Reputation: 1609
If I have a table like follows:
Meter Serial Date | Reading
A 2017-01-01 10
B 2017-02-10 20
A 2017-03-05 20
B 2017-05-01 100
A 2017-06-01 300
Is it possible to get a query that displays like follows:
Meter | Date Start | Start Reading | Date End | End Reading
A 2017-01-01 10 2017-03-05 20
B 2017-02-10 20 2017-05-01 30
A 2017-03-05 20 2017-06-01 300
Note: The readings do not come daily. But they are unique for a given day (e.g. you cannot have two readings on the same day)

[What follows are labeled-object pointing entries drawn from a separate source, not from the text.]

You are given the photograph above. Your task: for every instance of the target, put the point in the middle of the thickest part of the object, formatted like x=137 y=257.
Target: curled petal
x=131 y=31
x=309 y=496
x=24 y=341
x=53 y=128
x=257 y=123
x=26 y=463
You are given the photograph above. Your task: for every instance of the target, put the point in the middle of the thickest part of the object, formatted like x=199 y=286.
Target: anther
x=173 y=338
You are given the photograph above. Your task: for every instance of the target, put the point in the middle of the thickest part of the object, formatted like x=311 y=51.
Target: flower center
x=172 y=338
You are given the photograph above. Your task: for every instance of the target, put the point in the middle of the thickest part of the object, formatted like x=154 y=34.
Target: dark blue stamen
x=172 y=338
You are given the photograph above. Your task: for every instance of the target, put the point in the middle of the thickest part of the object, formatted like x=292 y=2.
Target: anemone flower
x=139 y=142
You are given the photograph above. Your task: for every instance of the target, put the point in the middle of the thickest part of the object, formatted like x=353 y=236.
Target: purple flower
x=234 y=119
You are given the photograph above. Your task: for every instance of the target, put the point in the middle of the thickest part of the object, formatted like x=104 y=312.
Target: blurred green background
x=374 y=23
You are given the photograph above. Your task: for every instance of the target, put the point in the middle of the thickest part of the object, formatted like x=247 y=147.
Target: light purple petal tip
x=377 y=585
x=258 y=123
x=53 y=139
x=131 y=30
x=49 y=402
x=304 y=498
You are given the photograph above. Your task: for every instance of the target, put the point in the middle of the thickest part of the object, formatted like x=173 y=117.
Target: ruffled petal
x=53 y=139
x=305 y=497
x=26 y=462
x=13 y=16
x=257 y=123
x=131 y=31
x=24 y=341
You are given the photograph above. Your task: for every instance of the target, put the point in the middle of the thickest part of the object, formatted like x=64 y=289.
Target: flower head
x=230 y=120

This is the current query I am working with:
with tbl as (select row_number() over(order by read_date) as rn, meter_serial, meter_channel, total_meter_read, read_date
from meter_reading_total)
select l.meter_serial, l.read_date, l.total_meter_read, r.read_date, r.total_meter_read
from tbl as l
left outer join
tbl as r
on r.rn = l.rn + 1
and r.meter_serial = l.meter_serial
and r.meter_channel = l.meter_channel
Upvotes: 0
Views: 84
Reputation: 3495
Window functions FTW
SELECT
meter_serial,
meter_date AS start_date,
readings AS start_reads,
lead(meter_date) OVER read_wdw AS end_date,
lead(readings) OVER read_wdw AS end_reads
FROM read_meter
WINDOW read_wdw AS (
PARTITION BY meter_serial
ORDER BY meter_date ASC
)
ORDER BY start_date ASC
Here is the SQLFiddle for this case.
Upvotes: 3
Reputation: 4345
This one should work:
SELECT sub1.meter, sub1.date as date_start, sub1.reading as start_reading, sub2.meter, sub2.date as date_end, sub2.reading as end_reading
FROM
(SELECT ROW_NUMBER() OVER(ORDER BY meter, date ASC) AS row, t.*
FROM t) sub1
INNER JOIN
(SELECT ROW_NUMBER() OVER(ORDER BY meter, date ASC) AS row, t.*
FROM t) sub2 ON sub1.row = sub2.row -1
AND sub1.meter = sub2.meter
Try it here: http://rextester.com/XZDOX35079
Upvotes: 0
Reputation: 360
select l.date as startdate, l.reading as startreading, r.date as
enddate, r.endreading from
sample as l
left outer join
sample as r
on r.date = l.date + interval '1' day;
Self join by 1 day interval if you want it by dates. Else if you want by the record order change join condition to r.id = l.id + 1
If your table has no id column, you can use the rownumber function and cte as
with tbl as (select row_number() over(order by dt) as rn, rd, dt
from sample)
select l.dt, l.rd, r.dt, r.rd
from tbl as l
left outer join
tbl as r
on r.rn = l.rn + 1;
Changing order by dt
to order by 1
will join the table at the date ranges even if they are not sorted.